Schlussfolgerung In der vorliegenden Arbeit haben sich signifikante Unterschiede in der Diagnose der Hüfttypen nach Graf in Abhängigkeit vom Ausbildungsgrad der Untersucher gezeigt. Um eine Überbehandlung oder das Übersehen behandlungsbedürftiger Hüften zu vermeiden, ist eine umfassende Ausbildung der Untersucher mit regelmäßiger Rezertifizierung essentiell. Um auch stumme Hüftpathologien frühzeitig diagnostizieren und therapieren zu können, erscheint ein generelles Ultraschallscreening zu einem frühestmöglichen Zeitpunkt erforderlich.
Background Developmental dysplasia of the hip (DDH) is the most common congenital disorder of the locomotor system. The incidence ranges from 0,8 % to 7,7 % (1-6). If untreated, DDH can lead to severe long-term complications including dislocation and early onset osteoarthritis (7). For that reason early diagnosis and treatment are important (9). If treated early, more than 98,9 % of the affected newborns can be healed (8). In Germany all infants are screened sonographically according to the Graf method when they are 4-5 weeks old (10). Those with risk factors or clinical instability are examined by ultrasound during the first week of life (10, 13). The quality of ultrasound using the Graf technique is dependent on appropriate equipment and the experience of the examiner (11, 12). The aim of this study is to determine whether the diagnosis of severity of dysplasia using the Graf classification depends on the qualification of the examiner.
Patients and methods Between 01.01.2011 and 29.02.2012 all infants born in Berlin at Campus Charité Mitte and in Bielefeld at Franziskus Hospital were screened clinically and sonographically. In Bielefeld the newborn children were examined by a team of clinicians who are certified in hip sonography. In Berlin an expert who is teaching hip sonography to other clinicians examined the children. Data was collected on the presence of the risk factors family history, oligohydramnios and breech presentation.

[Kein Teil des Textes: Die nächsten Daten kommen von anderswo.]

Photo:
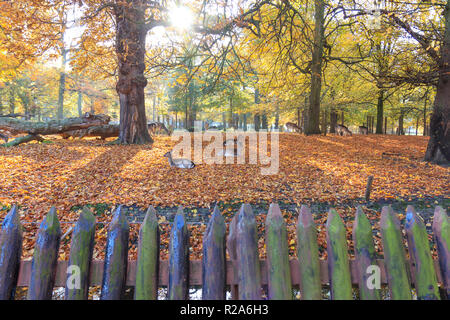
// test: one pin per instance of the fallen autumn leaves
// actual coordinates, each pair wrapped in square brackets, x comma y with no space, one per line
[328,169]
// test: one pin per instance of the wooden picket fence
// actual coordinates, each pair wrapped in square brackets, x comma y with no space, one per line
[244,273]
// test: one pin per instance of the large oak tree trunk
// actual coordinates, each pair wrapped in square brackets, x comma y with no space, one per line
[130,48]
[380,107]
[312,126]
[438,149]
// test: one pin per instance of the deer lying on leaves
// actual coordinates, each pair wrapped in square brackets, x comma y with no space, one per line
[153,127]
[4,137]
[237,148]
[363,130]
[293,127]
[342,130]
[179,163]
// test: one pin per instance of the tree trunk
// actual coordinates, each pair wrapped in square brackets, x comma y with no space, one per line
[380,107]
[277,116]
[316,69]
[400,123]
[130,48]
[257,122]
[245,121]
[62,80]
[80,104]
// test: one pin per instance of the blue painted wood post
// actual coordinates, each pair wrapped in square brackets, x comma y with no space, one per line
[394,255]
[45,258]
[179,259]
[420,255]
[248,255]
[213,267]
[338,264]
[308,256]
[278,267]
[81,249]
[365,257]
[441,232]
[116,258]
[148,258]
[10,253]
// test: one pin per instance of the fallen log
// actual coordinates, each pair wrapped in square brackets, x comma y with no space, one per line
[16,126]
[23,139]
[104,131]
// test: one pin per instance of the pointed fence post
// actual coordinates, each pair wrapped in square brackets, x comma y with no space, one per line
[116,258]
[10,253]
[338,264]
[365,257]
[81,249]
[394,255]
[419,251]
[278,268]
[148,258]
[308,256]
[45,258]
[441,231]
[214,267]
[179,259]
[232,251]
[247,255]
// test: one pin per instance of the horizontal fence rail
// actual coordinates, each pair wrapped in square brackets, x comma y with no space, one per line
[244,273]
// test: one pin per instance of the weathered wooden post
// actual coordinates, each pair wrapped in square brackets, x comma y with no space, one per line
[247,255]
[10,253]
[308,256]
[116,258]
[81,249]
[419,251]
[441,231]
[214,264]
[179,259]
[368,188]
[232,251]
[394,255]
[338,264]
[278,268]
[148,258]
[365,257]
[45,258]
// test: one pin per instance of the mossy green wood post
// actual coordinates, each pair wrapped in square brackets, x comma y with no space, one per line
[394,255]
[116,257]
[148,258]
[441,232]
[419,250]
[278,268]
[179,259]
[45,258]
[10,253]
[232,251]
[214,267]
[365,256]
[247,255]
[338,264]
[308,256]
[81,249]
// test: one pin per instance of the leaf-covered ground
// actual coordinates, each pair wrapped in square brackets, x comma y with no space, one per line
[321,171]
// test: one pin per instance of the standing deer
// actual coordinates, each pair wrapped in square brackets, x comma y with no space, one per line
[342,130]
[363,130]
[293,127]
[179,163]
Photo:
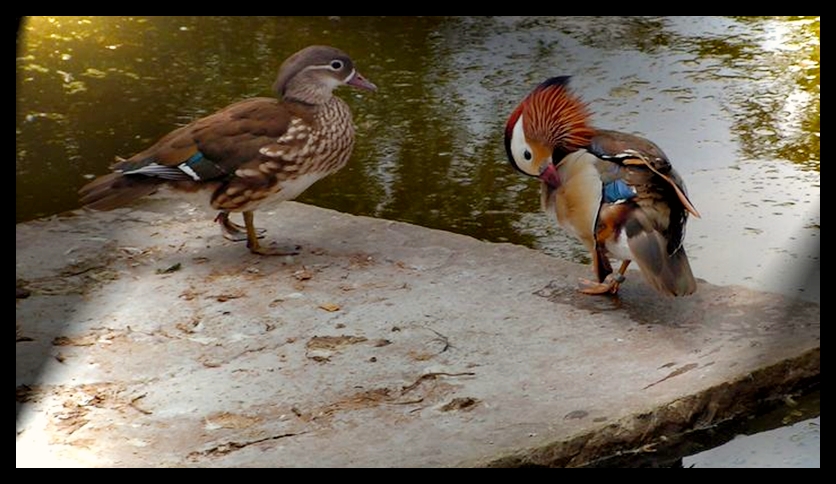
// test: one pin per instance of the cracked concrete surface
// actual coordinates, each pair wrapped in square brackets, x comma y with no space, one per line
[149,340]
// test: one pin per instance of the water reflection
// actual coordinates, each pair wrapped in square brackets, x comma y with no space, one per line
[715,92]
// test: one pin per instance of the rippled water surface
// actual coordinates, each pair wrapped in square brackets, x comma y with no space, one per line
[734,101]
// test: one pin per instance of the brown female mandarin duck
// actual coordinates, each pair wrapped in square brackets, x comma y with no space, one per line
[253,153]
[616,192]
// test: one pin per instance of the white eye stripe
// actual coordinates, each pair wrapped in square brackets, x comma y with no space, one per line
[350,76]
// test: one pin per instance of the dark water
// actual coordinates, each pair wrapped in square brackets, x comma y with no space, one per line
[734,101]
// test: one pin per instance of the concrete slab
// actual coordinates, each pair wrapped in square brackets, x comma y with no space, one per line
[148,340]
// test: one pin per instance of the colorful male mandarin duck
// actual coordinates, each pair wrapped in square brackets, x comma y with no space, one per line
[253,153]
[616,192]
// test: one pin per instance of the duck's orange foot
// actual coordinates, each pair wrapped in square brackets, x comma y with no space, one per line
[610,285]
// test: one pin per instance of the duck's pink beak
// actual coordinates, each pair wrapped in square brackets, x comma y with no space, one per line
[549,175]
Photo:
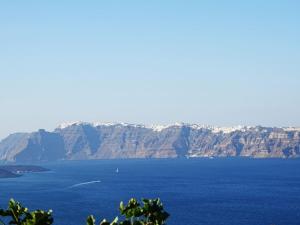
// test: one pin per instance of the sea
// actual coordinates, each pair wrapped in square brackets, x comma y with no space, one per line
[219,191]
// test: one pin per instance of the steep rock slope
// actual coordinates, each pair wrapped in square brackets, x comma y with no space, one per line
[109,141]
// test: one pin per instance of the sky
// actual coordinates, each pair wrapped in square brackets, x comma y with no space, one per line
[220,63]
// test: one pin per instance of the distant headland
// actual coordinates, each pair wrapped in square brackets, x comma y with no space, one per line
[11,171]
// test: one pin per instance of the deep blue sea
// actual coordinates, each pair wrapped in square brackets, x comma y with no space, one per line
[229,191]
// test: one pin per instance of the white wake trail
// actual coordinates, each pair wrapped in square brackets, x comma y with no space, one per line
[85,183]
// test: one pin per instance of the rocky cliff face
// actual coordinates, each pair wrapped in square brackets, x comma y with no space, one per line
[110,141]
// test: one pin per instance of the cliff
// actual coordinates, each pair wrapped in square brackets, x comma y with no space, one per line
[111,141]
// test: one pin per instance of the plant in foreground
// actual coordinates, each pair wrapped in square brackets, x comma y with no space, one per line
[150,212]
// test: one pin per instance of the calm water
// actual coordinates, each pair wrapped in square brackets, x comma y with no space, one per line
[195,191]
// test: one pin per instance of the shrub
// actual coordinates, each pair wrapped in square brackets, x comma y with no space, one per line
[150,212]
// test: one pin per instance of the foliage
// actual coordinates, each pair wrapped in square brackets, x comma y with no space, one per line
[19,215]
[151,212]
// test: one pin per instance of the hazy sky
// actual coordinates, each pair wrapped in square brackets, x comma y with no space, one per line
[208,62]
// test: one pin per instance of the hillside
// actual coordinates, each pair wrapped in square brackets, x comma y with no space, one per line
[78,141]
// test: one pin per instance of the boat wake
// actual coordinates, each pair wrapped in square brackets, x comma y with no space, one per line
[85,183]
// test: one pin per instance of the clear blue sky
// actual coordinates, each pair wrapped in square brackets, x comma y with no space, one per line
[208,62]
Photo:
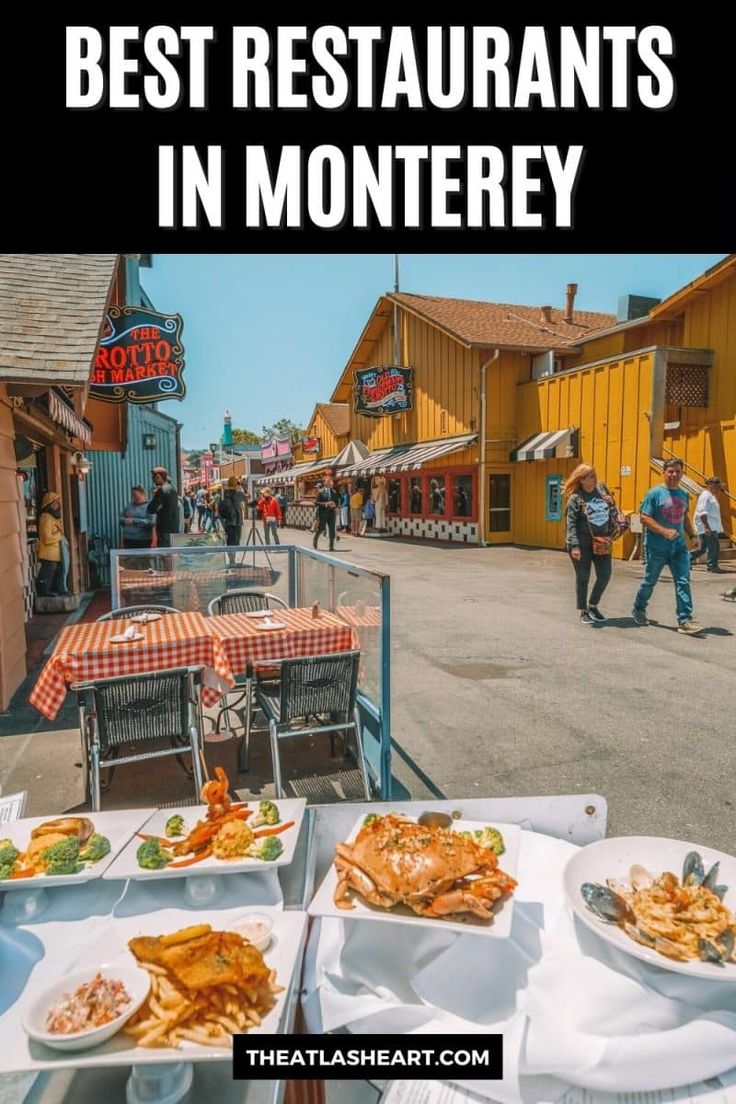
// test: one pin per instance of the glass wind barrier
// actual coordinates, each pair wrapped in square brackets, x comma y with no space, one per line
[189,577]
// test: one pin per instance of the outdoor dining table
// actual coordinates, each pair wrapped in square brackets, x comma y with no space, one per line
[85,653]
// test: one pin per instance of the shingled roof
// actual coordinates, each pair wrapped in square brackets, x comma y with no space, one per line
[503,324]
[337,416]
[52,310]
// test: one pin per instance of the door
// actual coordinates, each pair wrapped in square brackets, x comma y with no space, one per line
[499,508]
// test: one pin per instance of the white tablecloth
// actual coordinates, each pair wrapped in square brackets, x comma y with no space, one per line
[573,1009]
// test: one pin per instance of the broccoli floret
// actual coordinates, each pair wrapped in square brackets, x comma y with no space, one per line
[174,825]
[267,849]
[62,858]
[95,849]
[8,857]
[492,839]
[267,815]
[151,856]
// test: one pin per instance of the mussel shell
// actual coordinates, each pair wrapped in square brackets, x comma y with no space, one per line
[693,871]
[605,903]
[708,952]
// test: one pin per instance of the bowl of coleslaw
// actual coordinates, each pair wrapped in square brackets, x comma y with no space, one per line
[87,1007]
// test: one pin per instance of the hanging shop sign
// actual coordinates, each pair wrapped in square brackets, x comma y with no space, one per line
[140,359]
[381,391]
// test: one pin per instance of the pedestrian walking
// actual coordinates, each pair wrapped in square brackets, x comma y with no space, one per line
[270,515]
[665,521]
[356,511]
[328,505]
[708,526]
[164,506]
[137,523]
[344,508]
[589,524]
[283,503]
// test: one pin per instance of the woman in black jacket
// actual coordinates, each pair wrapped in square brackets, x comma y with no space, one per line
[590,512]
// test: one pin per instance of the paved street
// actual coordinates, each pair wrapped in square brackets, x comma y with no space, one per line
[498,690]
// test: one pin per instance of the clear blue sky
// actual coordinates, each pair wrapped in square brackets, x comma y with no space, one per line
[267,335]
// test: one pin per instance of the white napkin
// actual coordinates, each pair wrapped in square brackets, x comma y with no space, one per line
[569,1006]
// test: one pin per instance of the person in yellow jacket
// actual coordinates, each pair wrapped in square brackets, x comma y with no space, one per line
[52,552]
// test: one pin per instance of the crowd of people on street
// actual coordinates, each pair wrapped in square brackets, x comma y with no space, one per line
[670,540]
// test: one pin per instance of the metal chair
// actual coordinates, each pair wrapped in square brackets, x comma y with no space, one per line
[311,688]
[134,710]
[243,602]
[126,613]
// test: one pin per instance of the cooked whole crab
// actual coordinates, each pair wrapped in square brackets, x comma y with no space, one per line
[434,871]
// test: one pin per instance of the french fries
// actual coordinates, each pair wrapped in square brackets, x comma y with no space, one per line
[209,1017]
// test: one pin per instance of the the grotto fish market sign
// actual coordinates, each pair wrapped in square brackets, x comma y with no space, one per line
[140,359]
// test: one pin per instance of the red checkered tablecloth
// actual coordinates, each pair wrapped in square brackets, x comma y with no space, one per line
[245,645]
[85,653]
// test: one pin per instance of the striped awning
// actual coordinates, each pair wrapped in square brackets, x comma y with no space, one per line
[553,444]
[290,475]
[408,457]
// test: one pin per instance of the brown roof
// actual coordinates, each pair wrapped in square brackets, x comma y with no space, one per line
[503,324]
[52,309]
[337,416]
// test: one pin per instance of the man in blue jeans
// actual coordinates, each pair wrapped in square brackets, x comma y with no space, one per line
[665,520]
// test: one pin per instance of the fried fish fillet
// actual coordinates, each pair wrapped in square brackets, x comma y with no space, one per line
[215,958]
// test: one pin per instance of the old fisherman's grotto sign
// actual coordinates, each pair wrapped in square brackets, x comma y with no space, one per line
[140,359]
[382,391]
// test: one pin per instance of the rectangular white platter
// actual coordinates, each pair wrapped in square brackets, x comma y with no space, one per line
[126,866]
[118,826]
[499,927]
[109,941]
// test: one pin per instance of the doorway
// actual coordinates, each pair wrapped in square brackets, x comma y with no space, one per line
[499,508]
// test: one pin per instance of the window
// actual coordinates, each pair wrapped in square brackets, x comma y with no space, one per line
[416,497]
[436,496]
[553,501]
[395,496]
[500,505]
[462,503]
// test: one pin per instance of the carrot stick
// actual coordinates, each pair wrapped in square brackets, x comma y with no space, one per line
[273,831]
[188,862]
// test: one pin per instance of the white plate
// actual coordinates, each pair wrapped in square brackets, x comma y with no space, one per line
[499,927]
[118,826]
[126,866]
[612,858]
[136,980]
[19,1052]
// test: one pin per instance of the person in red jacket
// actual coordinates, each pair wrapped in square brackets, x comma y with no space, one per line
[270,515]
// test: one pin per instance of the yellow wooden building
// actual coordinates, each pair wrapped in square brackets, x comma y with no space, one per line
[552,389]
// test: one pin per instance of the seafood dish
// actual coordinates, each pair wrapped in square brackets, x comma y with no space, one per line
[205,987]
[434,871]
[224,832]
[59,847]
[682,917]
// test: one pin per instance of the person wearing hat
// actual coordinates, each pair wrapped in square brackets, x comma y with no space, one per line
[708,526]
[270,515]
[164,505]
[52,553]
[136,521]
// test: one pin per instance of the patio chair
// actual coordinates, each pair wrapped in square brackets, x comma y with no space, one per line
[243,602]
[316,693]
[138,709]
[127,612]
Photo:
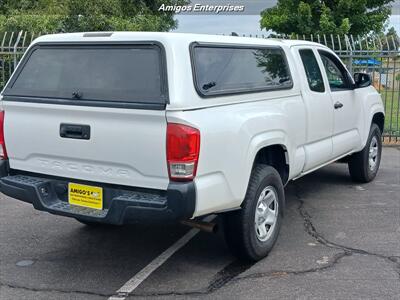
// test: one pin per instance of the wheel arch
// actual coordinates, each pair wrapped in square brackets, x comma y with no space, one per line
[276,156]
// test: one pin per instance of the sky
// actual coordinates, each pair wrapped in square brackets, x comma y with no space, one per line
[246,22]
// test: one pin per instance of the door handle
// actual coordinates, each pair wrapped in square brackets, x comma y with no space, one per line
[338,105]
[75,131]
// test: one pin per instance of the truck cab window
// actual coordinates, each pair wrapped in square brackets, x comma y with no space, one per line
[336,73]
[313,73]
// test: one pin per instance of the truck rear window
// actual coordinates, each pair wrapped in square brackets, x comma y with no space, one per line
[220,70]
[128,73]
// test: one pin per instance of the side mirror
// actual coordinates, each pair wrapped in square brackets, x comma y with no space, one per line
[362,80]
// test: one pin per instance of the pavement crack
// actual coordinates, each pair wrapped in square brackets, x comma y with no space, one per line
[51,290]
[313,232]
[228,276]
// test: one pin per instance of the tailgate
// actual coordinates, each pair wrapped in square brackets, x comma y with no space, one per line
[116,93]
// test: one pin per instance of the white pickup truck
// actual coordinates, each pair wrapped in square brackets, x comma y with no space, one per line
[137,127]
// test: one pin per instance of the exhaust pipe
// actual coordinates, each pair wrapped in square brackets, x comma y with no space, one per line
[201,225]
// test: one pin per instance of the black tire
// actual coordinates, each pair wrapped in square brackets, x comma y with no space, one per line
[359,163]
[239,226]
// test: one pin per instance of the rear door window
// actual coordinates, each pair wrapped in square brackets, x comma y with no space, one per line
[115,73]
[220,70]
[313,73]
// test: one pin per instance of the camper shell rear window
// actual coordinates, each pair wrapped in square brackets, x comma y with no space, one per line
[225,69]
[90,74]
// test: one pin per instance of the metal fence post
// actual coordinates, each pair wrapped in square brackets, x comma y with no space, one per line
[15,48]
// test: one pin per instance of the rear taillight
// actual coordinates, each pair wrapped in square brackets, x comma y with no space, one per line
[3,152]
[183,147]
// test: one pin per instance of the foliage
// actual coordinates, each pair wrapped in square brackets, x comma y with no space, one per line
[88,15]
[329,16]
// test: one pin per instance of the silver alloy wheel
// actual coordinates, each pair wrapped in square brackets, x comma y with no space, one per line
[266,214]
[373,153]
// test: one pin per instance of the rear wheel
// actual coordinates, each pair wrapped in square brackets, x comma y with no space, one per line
[364,165]
[252,231]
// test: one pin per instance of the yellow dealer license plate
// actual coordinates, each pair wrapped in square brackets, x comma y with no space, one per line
[85,195]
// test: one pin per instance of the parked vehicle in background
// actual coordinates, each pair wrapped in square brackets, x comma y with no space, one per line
[148,127]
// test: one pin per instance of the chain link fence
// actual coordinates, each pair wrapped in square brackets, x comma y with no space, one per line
[377,55]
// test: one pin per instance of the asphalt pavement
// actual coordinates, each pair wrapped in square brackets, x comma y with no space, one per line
[339,240]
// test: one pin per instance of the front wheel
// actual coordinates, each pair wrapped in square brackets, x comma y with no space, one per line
[364,165]
[251,232]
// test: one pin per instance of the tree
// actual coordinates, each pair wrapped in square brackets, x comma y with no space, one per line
[393,40]
[326,16]
[88,15]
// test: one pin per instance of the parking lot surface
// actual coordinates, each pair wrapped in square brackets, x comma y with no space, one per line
[339,240]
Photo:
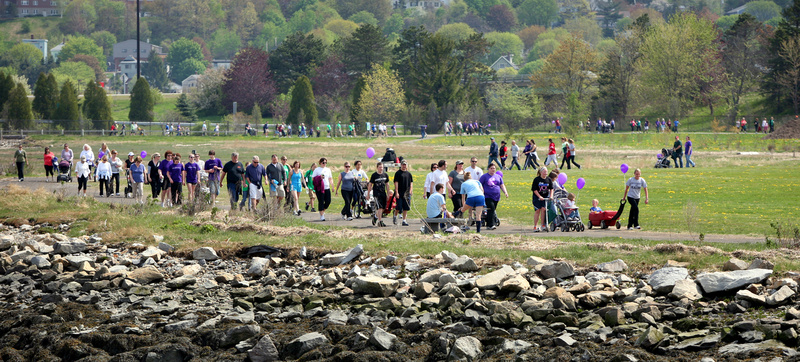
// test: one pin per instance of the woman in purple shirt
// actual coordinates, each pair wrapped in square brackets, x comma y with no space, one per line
[176,180]
[192,174]
[492,185]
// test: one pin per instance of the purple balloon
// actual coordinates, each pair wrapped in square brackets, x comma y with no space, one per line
[562,179]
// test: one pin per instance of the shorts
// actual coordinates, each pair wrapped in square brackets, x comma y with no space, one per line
[476,201]
[255,192]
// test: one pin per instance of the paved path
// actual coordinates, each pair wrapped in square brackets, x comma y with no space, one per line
[334,219]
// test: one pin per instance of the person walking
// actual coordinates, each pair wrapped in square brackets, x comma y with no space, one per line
[234,170]
[346,183]
[322,180]
[48,165]
[633,190]
[492,184]
[689,149]
[494,152]
[82,171]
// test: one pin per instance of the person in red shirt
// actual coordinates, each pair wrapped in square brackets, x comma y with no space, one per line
[551,153]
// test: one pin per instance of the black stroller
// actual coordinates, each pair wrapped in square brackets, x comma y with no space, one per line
[663,161]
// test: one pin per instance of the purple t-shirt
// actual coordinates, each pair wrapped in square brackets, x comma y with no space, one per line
[176,172]
[191,172]
[213,176]
[491,186]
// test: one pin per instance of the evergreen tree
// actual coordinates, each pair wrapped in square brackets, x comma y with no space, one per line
[67,113]
[19,109]
[96,106]
[302,99]
[156,73]
[141,102]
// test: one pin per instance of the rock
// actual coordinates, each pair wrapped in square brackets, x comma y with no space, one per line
[558,270]
[382,340]
[376,286]
[734,264]
[305,343]
[464,264]
[613,266]
[663,280]
[686,288]
[145,275]
[732,280]
[69,247]
[650,338]
[780,297]
[344,257]
[761,264]
[468,348]
[205,253]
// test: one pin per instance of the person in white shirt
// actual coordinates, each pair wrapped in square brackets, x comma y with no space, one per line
[473,169]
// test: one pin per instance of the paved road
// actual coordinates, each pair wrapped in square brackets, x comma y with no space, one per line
[334,219]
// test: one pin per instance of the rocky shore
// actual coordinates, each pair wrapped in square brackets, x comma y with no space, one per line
[67,299]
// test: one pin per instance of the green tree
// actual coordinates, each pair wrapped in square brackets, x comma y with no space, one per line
[67,114]
[82,45]
[19,109]
[141,102]
[302,102]
[96,106]
[367,46]
[45,97]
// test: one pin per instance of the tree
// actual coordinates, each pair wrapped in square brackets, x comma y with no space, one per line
[67,114]
[96,106]
[367,46]
[82,45]
[742,59]
[19,109]
[382,98]
[142,103]
[156,73]
[45,97]
[538,12]
[249,81]
[296,56]
[302,102]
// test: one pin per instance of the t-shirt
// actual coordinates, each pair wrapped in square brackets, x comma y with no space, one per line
[543,186]
[404,179]
[471,188]
[137,172]
[435,203]
[379,180]
[210,164]
[491,186]
[192,169]
[176,172]
[458,178]
[635,187]
[233,172]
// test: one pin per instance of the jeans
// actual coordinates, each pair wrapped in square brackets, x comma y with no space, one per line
[633,217]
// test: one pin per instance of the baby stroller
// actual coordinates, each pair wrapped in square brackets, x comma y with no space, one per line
[663,161]
[63,171]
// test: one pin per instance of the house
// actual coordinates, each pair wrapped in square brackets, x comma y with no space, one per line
[505,61]
[427,4]
[34,7]
[40,44]
[190,83]
[123,50]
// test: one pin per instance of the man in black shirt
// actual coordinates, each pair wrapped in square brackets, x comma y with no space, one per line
[234,170]
[403,186]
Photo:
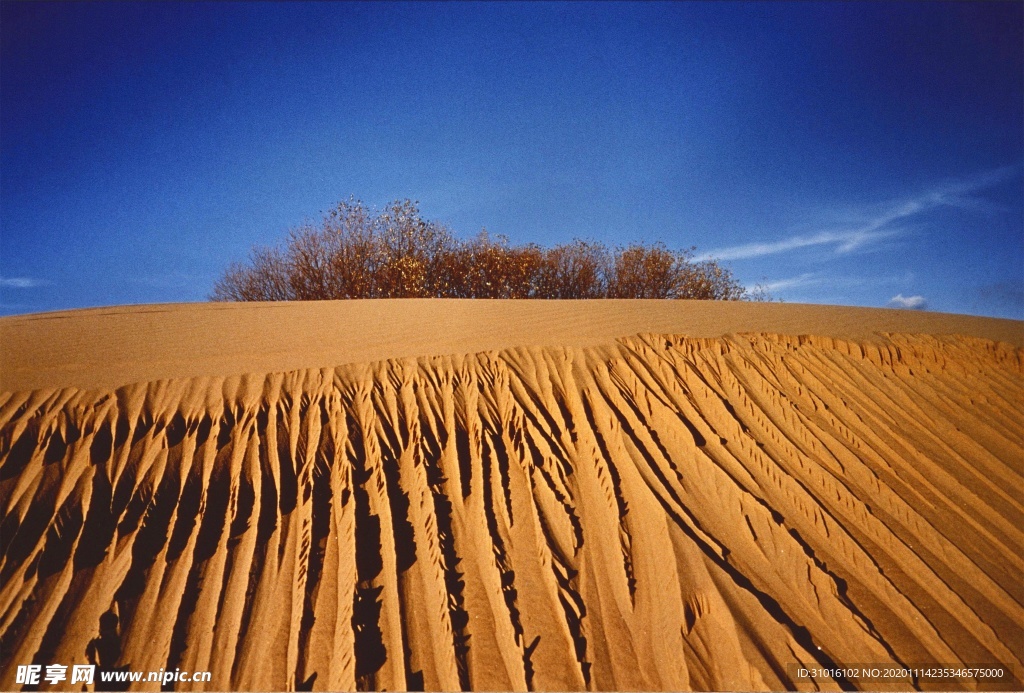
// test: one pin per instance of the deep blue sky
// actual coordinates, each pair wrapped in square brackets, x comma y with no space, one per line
[840,153]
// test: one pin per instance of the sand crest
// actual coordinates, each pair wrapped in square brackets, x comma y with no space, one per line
[519,495]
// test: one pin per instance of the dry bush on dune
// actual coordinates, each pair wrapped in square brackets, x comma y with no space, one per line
[355,253]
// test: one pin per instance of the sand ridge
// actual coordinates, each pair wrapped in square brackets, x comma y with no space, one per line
[664,512]
[110,347]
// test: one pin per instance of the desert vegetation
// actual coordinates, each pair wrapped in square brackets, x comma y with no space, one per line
[357,253]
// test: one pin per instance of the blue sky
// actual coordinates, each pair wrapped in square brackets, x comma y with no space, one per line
[858,154]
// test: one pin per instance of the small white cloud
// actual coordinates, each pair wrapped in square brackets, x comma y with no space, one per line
[19,283]
[908,302]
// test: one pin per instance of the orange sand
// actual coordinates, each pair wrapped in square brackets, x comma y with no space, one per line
[512,495]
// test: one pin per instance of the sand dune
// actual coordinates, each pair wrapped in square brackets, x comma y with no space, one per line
[531,495]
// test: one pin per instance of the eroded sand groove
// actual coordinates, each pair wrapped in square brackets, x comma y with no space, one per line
[666,513]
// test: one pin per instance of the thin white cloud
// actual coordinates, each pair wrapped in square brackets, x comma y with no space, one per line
[806,279]
[844,242]
[20,283]
[908,302]
[878,225]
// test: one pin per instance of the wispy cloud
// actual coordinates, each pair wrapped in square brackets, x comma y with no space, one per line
[844,242]
[20,283]
[908,302]
[879,224]
[805,279]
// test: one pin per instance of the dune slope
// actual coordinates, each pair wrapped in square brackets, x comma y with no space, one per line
[659,513]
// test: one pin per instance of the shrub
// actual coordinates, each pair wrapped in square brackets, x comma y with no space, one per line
[355,253]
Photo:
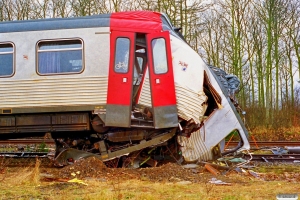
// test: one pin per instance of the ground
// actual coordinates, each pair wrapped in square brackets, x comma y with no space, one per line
[91,179]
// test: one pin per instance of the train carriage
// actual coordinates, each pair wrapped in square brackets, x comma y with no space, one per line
[112,84]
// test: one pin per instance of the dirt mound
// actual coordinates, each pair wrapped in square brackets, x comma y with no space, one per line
[95,168]
[89,167]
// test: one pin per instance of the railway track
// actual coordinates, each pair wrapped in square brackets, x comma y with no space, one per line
[231,143]
[295,158]
[27,141]
[260,144]
[284,158]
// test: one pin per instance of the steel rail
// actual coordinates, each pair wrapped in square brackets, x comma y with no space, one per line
[266,143]
[27,141]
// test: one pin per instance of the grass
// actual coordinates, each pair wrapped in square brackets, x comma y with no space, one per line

Results A total of 1868 newborns were examined within their first week of life. The risk for DDH was not significantly higher in children with risk factors, skeletal deformities or clinical hip instability. In this study the incidence was 1,4 %. There was a significantly (p < 0,05) higher frequency of DDH in females. The team of clinicians, certified in hip sonography, diagnosed significantly (p < 0,05) more immature hips and pathological hips compared to the expert instructor. Graf’s type I was more often diagnosed by the expert and Graf’s type IIa and type D were more often diagnosed by the team of clinicians.
Conclusion This study shows that clinicians with less ultrasound experience diagnose more immature Graf’s type IIa and pathological hips, especially Graf’s type D. To avoid overtreatment and failure of detecting cases with severe dysplasia, standardized training courses and accreditation courses are essential. To detect silent cases of DDH, a general ultrasound screening should be carried out as early as possible.